La mia affascinante estate giapponese

Anna

Da Sondrio in Giappone per un'estate

Durante l'estate 2017, dal 28 giugno al 31 luglio, ho trascorso un mese in Giappone grazie ad una borsa di studio di Intercultura offerta da Confindustria Lecco e Sondrio.

Partiti da Roma, dopo un viaggio di ben 15 ore, siamo arrivati all'aeroporto di Narita, Tokyo, dove siamo stati calorosamente accolti dallo staff di AFS Giappone con i quali abbiamo trascorso i primi tre giorni nella capitale. Durante questo breve soggiorno abbiamo avuto un primo assaggio di quella che sarebbe stata la nostra vita giapponese.
Per i successivi 30 giorni sono stata ospitata da una famiglia del posto nella città di Inazawa, situata nella prefettura di Aichi, e ho frequentato una scuola di lingua giapponese per studenti stranieri nella città di Nagoya.
Sia nell'ambiente familiare che scolastico ho potuto sperimentare sulla mia pelle l'Omotenashi, letteralmente “intrattenere gli ospiti con tutto il cuore”, ovvero la cultura di ospitalità giapponese di cui tanto si parla.
Sono state la grande gentilezza e l'affetto dimostrato dalla famiglia a rendere questo viaggio un'esperienza davvero unica ed irripetibile. Dal primo giorno mi hanno resa parte integrante della loro famiglia, non solo come ospite ma come una vera e propria figlia. Grazie al rapporto creato, neanche la lingua a me quasi del tutto sconosciuta, ha costituito un vero problema. Ho potuto constatare che spesso, un gesto o un semplice sorriso valgono più di mille parole e, questo legame che giorno dopo giorno si è venuto a creare è diventato sempre più intenso e tutt'ora persiste.

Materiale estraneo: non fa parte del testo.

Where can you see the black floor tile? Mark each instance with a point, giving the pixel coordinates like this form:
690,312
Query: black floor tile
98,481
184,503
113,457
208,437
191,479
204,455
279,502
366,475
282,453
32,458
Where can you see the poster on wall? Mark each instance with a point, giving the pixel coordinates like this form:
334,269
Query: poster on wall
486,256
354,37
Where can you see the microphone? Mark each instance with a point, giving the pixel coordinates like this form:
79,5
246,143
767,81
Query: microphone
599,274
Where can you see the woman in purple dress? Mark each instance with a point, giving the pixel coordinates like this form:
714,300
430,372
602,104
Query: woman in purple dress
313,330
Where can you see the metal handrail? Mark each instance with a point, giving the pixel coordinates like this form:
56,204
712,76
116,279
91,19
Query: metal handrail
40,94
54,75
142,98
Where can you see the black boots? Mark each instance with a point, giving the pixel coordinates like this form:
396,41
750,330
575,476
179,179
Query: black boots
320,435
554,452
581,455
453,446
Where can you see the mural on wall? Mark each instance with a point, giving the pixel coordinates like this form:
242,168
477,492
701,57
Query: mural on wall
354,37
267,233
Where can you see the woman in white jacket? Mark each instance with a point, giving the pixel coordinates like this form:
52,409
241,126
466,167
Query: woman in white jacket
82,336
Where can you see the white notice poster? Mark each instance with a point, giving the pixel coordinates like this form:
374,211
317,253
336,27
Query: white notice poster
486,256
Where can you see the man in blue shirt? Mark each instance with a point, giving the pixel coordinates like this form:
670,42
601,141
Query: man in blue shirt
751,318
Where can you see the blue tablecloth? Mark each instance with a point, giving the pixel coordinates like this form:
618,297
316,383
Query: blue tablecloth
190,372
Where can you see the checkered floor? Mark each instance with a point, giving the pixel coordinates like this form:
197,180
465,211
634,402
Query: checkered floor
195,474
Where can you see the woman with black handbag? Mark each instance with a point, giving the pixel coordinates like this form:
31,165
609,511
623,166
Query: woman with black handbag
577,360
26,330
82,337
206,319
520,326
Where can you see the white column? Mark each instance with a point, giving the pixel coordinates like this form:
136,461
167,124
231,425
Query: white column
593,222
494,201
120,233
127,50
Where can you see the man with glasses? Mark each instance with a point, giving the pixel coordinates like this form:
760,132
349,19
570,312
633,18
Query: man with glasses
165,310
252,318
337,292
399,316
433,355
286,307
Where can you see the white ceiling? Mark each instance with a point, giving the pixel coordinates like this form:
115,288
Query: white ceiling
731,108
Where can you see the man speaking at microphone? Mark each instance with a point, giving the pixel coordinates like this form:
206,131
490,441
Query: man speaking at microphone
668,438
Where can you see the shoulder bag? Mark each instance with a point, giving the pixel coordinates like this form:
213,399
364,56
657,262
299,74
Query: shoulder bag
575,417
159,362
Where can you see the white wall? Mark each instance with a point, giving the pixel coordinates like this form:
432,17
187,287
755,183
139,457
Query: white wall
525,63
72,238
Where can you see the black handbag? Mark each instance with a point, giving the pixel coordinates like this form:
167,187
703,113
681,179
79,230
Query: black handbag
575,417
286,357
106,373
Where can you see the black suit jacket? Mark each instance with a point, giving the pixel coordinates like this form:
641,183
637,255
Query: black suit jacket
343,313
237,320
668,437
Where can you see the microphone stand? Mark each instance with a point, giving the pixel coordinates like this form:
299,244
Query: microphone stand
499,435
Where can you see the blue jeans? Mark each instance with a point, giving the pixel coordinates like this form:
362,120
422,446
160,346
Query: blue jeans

Ancora prima di partire la cucina giapponese mi affascinava, ma dopo questo fantastico mese posso dire di essermene veramente innamorata. Ho avuto la fortuna di avere come madre ospitante una nutrizionista nonché bravissima cuoca, grazie a lei ho assaporato ed imparato a cucinare alcune delle ricette tradizionali giapponesi: il “misoshiru”, una zuppa di pesce con tofu spesso presente nella tavola giapponese; il “tamagoyaki”, una frittata di uova e verdure; gli “yakitori”, prelibati spiedini di pollo e, per concludere, il mio piatto preferito, i “takoyaki”, gustose polpette di polpo.

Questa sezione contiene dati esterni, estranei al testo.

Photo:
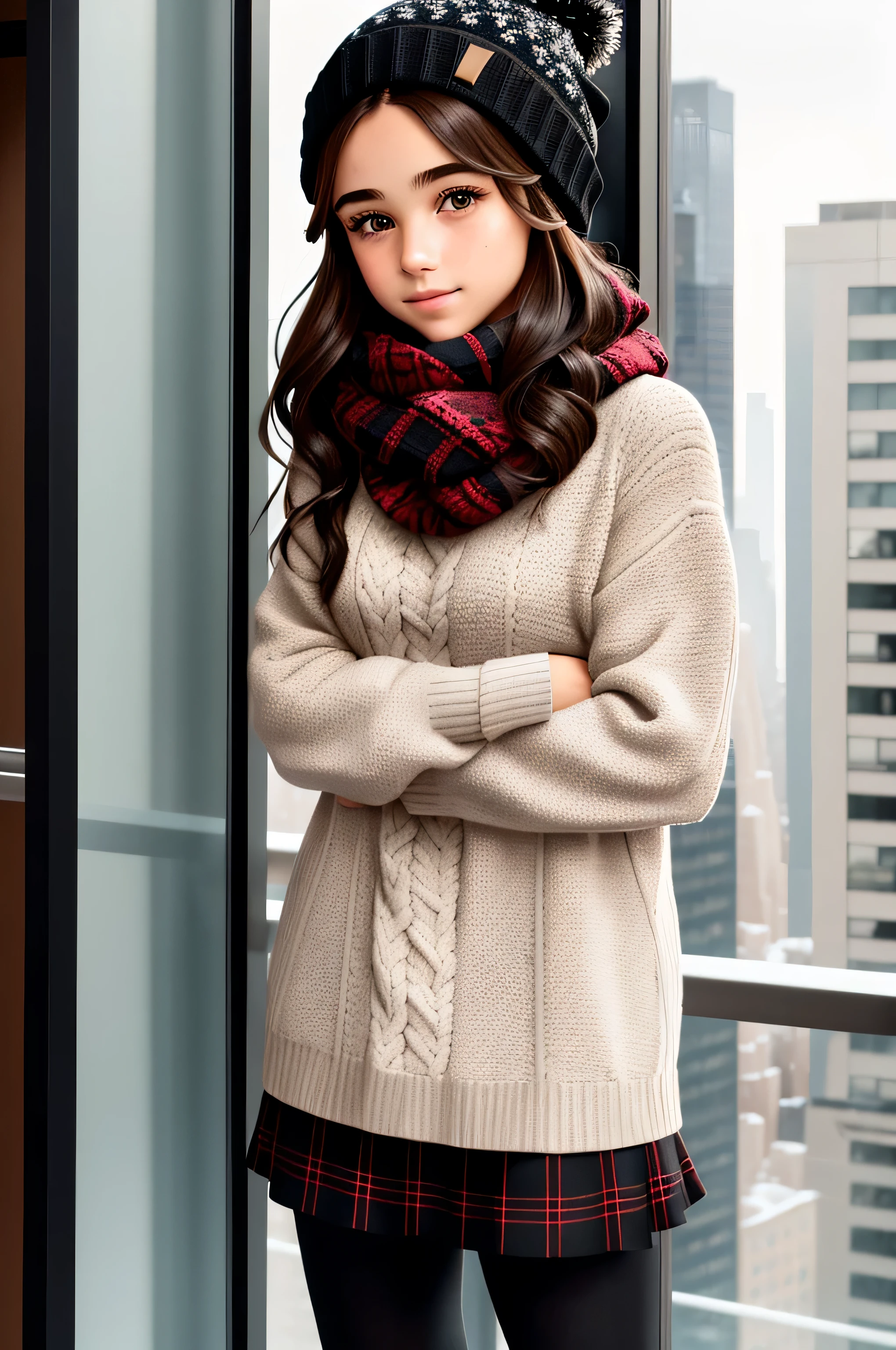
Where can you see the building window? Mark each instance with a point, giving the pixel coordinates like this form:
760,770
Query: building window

È veramente difficile da dire quale sia stata l'esperienza più bella in assoluto. La famiglia ospitante, gli insegnati giapponesi e i nuovi amici hanno reso ogni singolo giorno davvero indimenticabile.
Sicuramente, una delle esperienze che mi ha emozionato maggiormente è stato suonare il “koto”, un tipico strumento a corde giapponese, con una signora di Inazawa che, ogni domenica mattina, allietava il vicinato con il suo dolce suono. Una di quelle mattine Shoji, il mio padre ospitante, mi ha accompagnato a casa sua, dopo una breve presentazione, sono stata accolta nel salotto dell'anziana signora con una tazza di tè verde fumante. Dopo una piacevole conversazione è stata così gentile da suonare qualche melodia per me e farmi provare.
Esperienze come queste hanno accresciuto in me il desiderio di conoscere sempre di più le tradizioni e la cultura giapponese.
Raccontando brevemente questa mia avventura spero di invogliare qualche ragazzo o ragazza a compiere un'esperienza simile alla mia. Viaggiare, conoscere il mondo e confrontarsi con una diversa cultura sono fondamentali per la crescita della propria persona.

Dicendo ciò ci tengo a ringraziare di cuore Intercultura che ha reso possibile questo mio grande sogno.